Шрифт:
Интервал:
Закладка:
Толпа озверелых работяг набрасывалась на вора, пойманного «на живца». Каждый считал своим долгом ударить, наказать за преступление, и хоть удары доходяг не могли сломать костей, но душу вышибали.
Это вполне человеческое бессердечие. Черта, которая показывает, как далеко ушел человек от зверя.
Избитый, окровавленный вор-неудачник забивался в угол барака, а бывший министр, заместитель бригадира, произносил перед бригадой оглушительные речи о вреде краж, о священности тюремной пайки.
Все это жило перед моими глазами, и я, глядя на обедающих доходяг, вылизывающих миски классическим, ловким движением языка, и сам вылизывая миску столь же ловко, думал: «Скоро на столе будет появляться хлеб-приманка, хлеб-«живец». Уже есть, наверное, здесь и бывший министр, и бывший журналист, делодаватели, провокаторы и лжесвидетели». Игра «на живца» была очень в ходу в спецзоне в мое время.
Чем-то это бессердечие напоминало блатарские романы с голодными проститутками (да и проститутками ли?), когда «гонораром» служит пайка хлеба или, вернее, по взаимному условию, сколько из этой пайки женщина успевала съесть, пока они лежали вместе. Все, что она не успевала съесть, блатарь отбирал и уносил с собой.
– Я паечку-то заморожу в снегу заранее и сую ей в рот – много не угрызет мерзлую… Иду обратно – и паечка цела.
Это бессердечие блатарской любви – вне человека. Человек не может придумать себе таких развлечений, может только блатарь.
День за днем я двигался к смерти и ничего не ждал.

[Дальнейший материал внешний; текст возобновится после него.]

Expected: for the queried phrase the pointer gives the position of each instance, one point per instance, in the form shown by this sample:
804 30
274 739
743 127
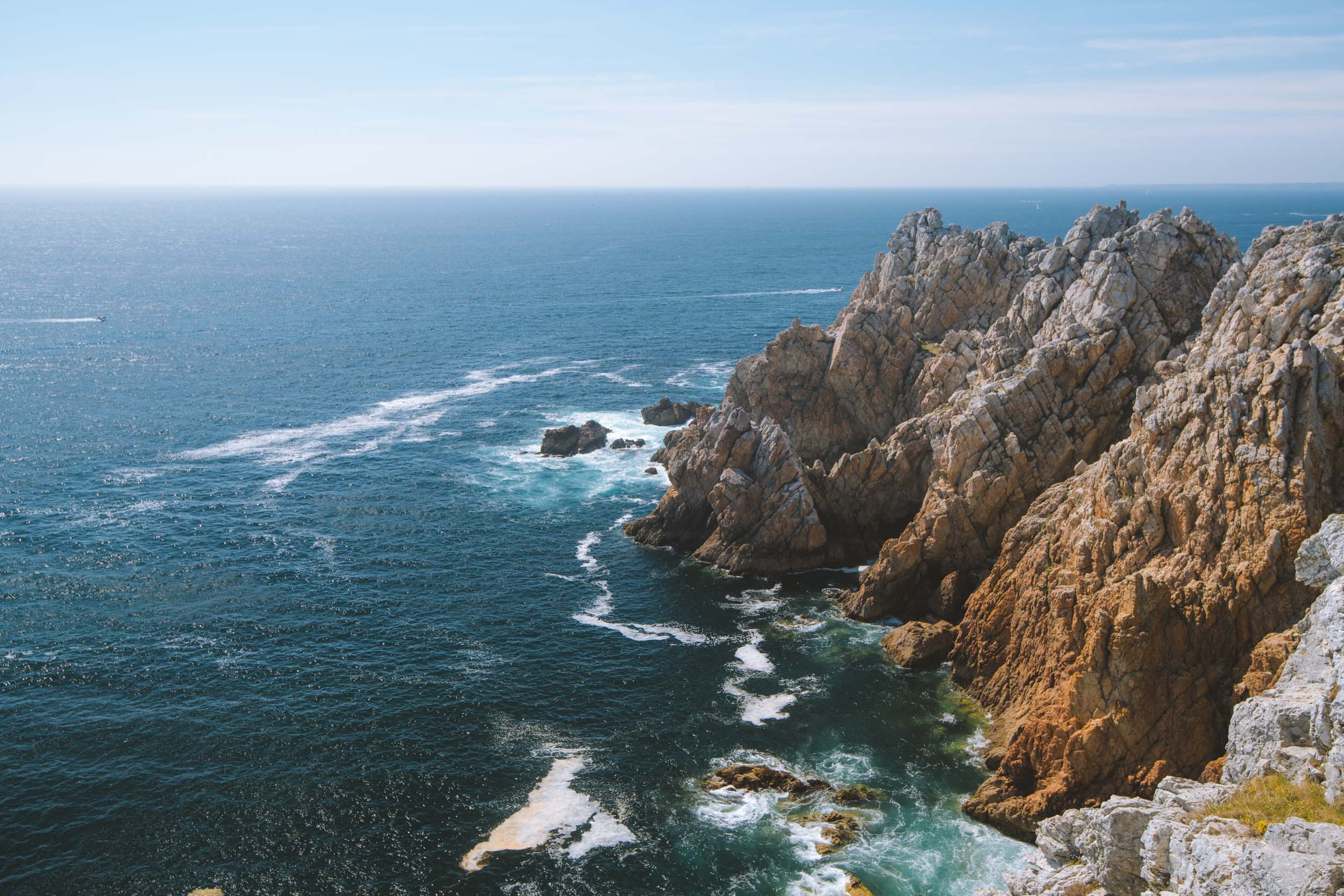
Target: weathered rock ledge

Все еще я старался выползти за ворота зоны, выйти на работу. Только не отказ от работы. За три отказа – расстрел. Так было в тридцать восьмом году. А сейчас шел сорок пятый, осень сорок пятого года. Законы были прежние, особенно для спецзон.
Меня еще не бросали надзиратели с горы вниз. Дождавшись взмаха руки конвоира, я бросался к краю ледяной горы и скатывался вниз, тормозясь за ветки, за выступы скал, за льдины. Я успевал встать в ряды и шагать под проклятия всей бригады, потому что я шагал плохо; впрочем, немного хуже, немного тише всех. Но именно эта незначительная разница силы делала меня предметом общей злобы, общей ненависти. Товарищи, кажется, ненавидели меня больше, чем конвой.
Шаркая бурками по снегу, я передвигался к месту работы, а лошадь тащила мимо нас на волокуше очередную жертву голода, побоев. Мы уступали лошади дорогу и сами ползли туда же – к началу рабочего дня. О конце рабочего дня никто не думал. Конец работы приходил сам собой, и как-то не было важно – придет этот новый вечер, новая ночь, новый день – или нет.
Работа была тяжелей день ото дня, и я чувствовал, что нужны какие-то особые меры.
– Гусев. Гусев! Гусев поможет.
Гусев был мой напарник со вчерашнего дня на уборке какого-то нового барака – мусор сжечь, остальное в землю, в подпол, в вечную мерзлоту.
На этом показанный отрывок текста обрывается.